His first overdoes. Black dots danced across the room, and he lay paralyzed for a moment, maybe more. Gabriel, he remembered well, Gabriel had come to found him, picked him up, dragged him all the way home, and ran cold water over him from their rusted shower for what felt like hours. He was sixteen, and his brother twenty. It was a day from hell. He could still smell the pipes and musty water as his heartbeat grew stronger. He loved Gabriel, and Gabriel seemed to be the only one one who loved him, or at least he thought.
"Don't come back," he had said. The words replayed in his head over and over again, and the pain was still all too fresh.
"Don't worry," he said aloud. "I wont."
A knocking on the fogged window beside him made him jump in his seat. Old scabs rubbed against the inside of his orange jumpsuit causing blood to gently trickle down the side of his arm against the door. Looking up and out the window, he saw the officer that drove him to the mouth of Hell standing just beyond the door.
He threw the door open, causing Castiel to fall on his shoulder on the cement at the officers feet.
"Up!" He shouted.
Murky water soaked through Castiel quickly as he lay in the rain with his hands behind his back. His hair became black with rainwater and his jumpsuit clung to him as the officer bent down and gripped him by his arm over an old bruise.

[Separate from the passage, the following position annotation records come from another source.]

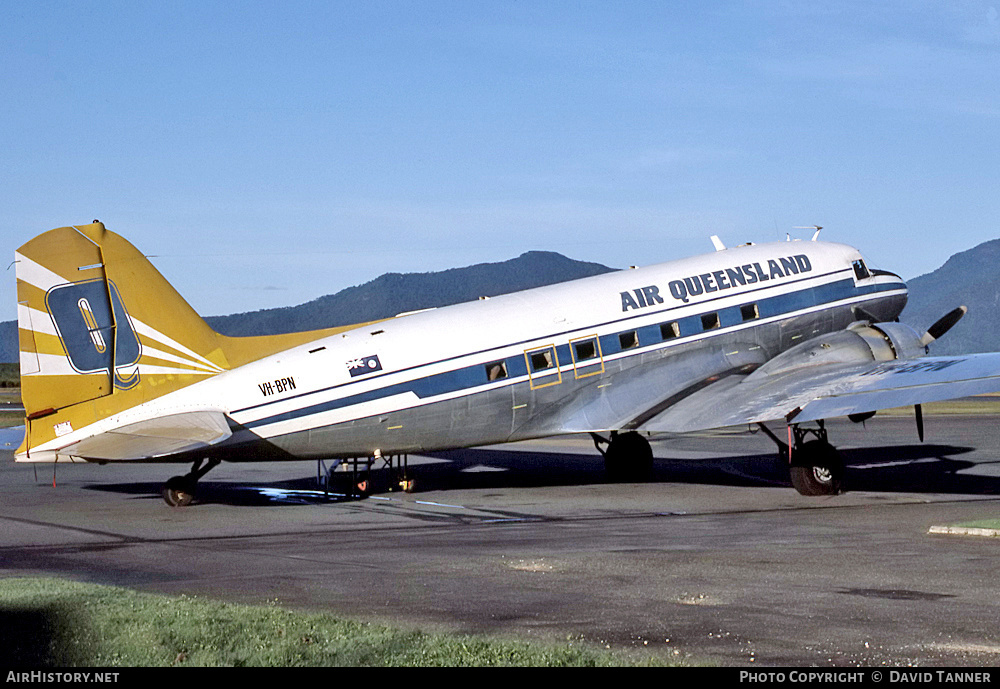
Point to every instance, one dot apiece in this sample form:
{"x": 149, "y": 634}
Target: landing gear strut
{"x": 628, "y": 456}
{"x": 179, "y": 490}
{"x": 814, "y": 466}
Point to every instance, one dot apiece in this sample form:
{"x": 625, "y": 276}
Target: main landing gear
{"x": 814, "y": 466}
{"x": 179, "y": 491}
{"x": 628, "y": 456}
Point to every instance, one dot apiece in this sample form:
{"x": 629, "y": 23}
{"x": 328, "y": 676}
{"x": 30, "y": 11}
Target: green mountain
{"x": 395, "y": 293}
{"x": 970, "y": 278}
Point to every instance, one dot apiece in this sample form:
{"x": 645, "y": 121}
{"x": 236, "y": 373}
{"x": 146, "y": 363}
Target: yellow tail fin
{"x": 100, "y": 331}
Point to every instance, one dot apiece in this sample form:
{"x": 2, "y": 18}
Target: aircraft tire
{"x": 178, "y": 491}
{"x": 817, "y": 469}
{"x": 628, "y": 458}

Castiel winced as he was pulled to a sitting position, then to his knees, then to his feet.
"Scum like you should rot in places like this," the officer said. For some reason, Castiel knew that he didn't use the word 'scum' to represent him as an addict. Perhaps it was for something darker, something from the days earlier that he couldn't remember. What was it about that night that had everyone so riled up?

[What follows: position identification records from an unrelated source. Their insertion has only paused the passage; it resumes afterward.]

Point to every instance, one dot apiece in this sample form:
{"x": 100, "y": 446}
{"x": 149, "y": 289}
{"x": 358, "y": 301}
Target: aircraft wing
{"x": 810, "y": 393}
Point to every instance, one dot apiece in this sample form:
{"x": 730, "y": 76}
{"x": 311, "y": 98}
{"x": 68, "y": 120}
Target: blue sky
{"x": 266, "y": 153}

"Fuck you," he sputtered, and the officer's response was a hard tug of his arm in the direction of the chain link fence. He threw him to the guards and turned without a word.
The smell of smoke washed over him as he closed his eyes and stumbled up the stairway that lead to his knew home for the next eight months.
No light from the sun pierced through the clouds on that day, and it was certain that Castiel could not see any light in his future.